Roberts is channeling Cooper with his citation of Marbury.
In Cooper, Justice Brennan also cited United States v. Peters, another, lesser-known decision from Marshall.
No state legislator or executive or judicial officer can war against the Constitution without violating his undertaking to support it. Chief Justice Marshall spoke for a unanimous Court in saying that: "If the legislatures of the several states may, at will, annul the judgments of the courts of the United States, and destroy the rights acquired under those judgments, the constitution itself becomes a solemn mockery . . . ." United States v. Peters, 5 Cranch 115, 136.
In Whole Woman's Health, Roberts dutifully incorporates that same sentence from Peters as well.
I discuss Peters in my article on Cooper (pp. 1178-1183). But the citation is not complete. Justice Brennan only quoted part of Marshall's opinion, as did Roberts. Here is the full passage. The critical portion of Marshall's analysis appears after the semicolon:
If the legislatures of the several states may, at will, annul the judgments of the courts of the United States, and destroy the rights acquired under those judgments, the constitution itself becomes a solemn mockery; and the nation is deprived of the means of enforcing its laws by the instrumentality of its own tribunals. So fatal a result must be deprecated by all; and the people of Pennsylvania, not less than the citizens of every other state, must feel a deep interest in resisting principles so destructive of the union, and in averting con-sequences so fatal to themselves.
In Peters, Pennsylvania state courts were purporting to reject the judgments of the federal courts by holding that the latter lacked jurisdiction to operate. In that sense, "the nation is deprived of the means of enforcing its laws by the instrumentality of its own tribunals." That is, federal courts could not decide matters within the jurisdiction established by Congress.
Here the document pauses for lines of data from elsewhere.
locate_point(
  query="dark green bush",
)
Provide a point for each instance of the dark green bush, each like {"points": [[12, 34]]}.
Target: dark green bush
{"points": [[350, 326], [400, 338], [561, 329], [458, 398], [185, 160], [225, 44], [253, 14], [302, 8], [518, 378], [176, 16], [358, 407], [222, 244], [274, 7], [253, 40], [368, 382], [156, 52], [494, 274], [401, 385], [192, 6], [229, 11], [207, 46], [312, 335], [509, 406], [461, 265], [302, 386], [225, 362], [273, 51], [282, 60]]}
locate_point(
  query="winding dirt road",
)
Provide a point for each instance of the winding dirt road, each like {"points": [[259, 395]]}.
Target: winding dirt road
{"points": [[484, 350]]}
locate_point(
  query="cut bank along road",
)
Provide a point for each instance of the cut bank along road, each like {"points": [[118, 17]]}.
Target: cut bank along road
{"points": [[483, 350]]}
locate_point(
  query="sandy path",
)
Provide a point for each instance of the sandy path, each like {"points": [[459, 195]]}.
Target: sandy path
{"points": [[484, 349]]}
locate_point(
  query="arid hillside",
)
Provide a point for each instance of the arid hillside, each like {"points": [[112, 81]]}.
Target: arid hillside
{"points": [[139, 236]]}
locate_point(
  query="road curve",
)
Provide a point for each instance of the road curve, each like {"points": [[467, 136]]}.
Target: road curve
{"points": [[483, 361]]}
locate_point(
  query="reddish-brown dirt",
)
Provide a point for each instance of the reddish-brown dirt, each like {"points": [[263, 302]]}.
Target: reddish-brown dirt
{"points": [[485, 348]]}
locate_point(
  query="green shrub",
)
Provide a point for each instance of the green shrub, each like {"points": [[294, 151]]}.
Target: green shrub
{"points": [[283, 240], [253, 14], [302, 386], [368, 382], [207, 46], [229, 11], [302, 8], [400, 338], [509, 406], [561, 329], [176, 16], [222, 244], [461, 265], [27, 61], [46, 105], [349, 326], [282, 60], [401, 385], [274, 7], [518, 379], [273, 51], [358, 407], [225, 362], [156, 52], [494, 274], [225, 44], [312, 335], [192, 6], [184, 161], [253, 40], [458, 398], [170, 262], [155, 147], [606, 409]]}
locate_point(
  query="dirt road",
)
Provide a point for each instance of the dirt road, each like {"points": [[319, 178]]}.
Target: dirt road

In short, Peters established the principle that states cannot interfere with a binding federal court judgment. Peters has nothing at all to do with states (purportedly) nullifying federal law. This case has no relevance for Whole Woman's Health v. Jackson. It's bad enough that Roberts cited Marshall out of context. But Roberts adopted Brennan's misleading editing. I expected better than the Chief copy-and-pasting from the Warren Court.
Justice Sotomayor's dissent, which was joined by Justices Kagan and Breyer, openly praised Cooper.
In its finest moments, this Court has ensured that constitutional rights "can neither be nullified openly and directly by state legislators or state executive or judicial officers, nor nullified indirectly by them through evasive schemes . . . whether attempted 'ingeniously or ingenuously.' " Cooper v. Aaron, 358 U. S. 1, 17 (1958) (quoting Smith v. Texas, 311 U. S. 128, 132 (1940)). Today's fractured Court evinces no such courage.
"Finest moment"? Not quite. The superficial outcome in Cooper may be praiseworthy. (The actual outcome was bleak, as courts simply ignored the decision). But the reasoning in Cooper was at once audacious and vacuous. Par for the Course on the Warren Court. Chief Justice Roberts could not bring himself to cite Cooper. Nonetheless, he still sipped at the trough of judicial supremacy.
I will have more to say about judicial "courage" soon.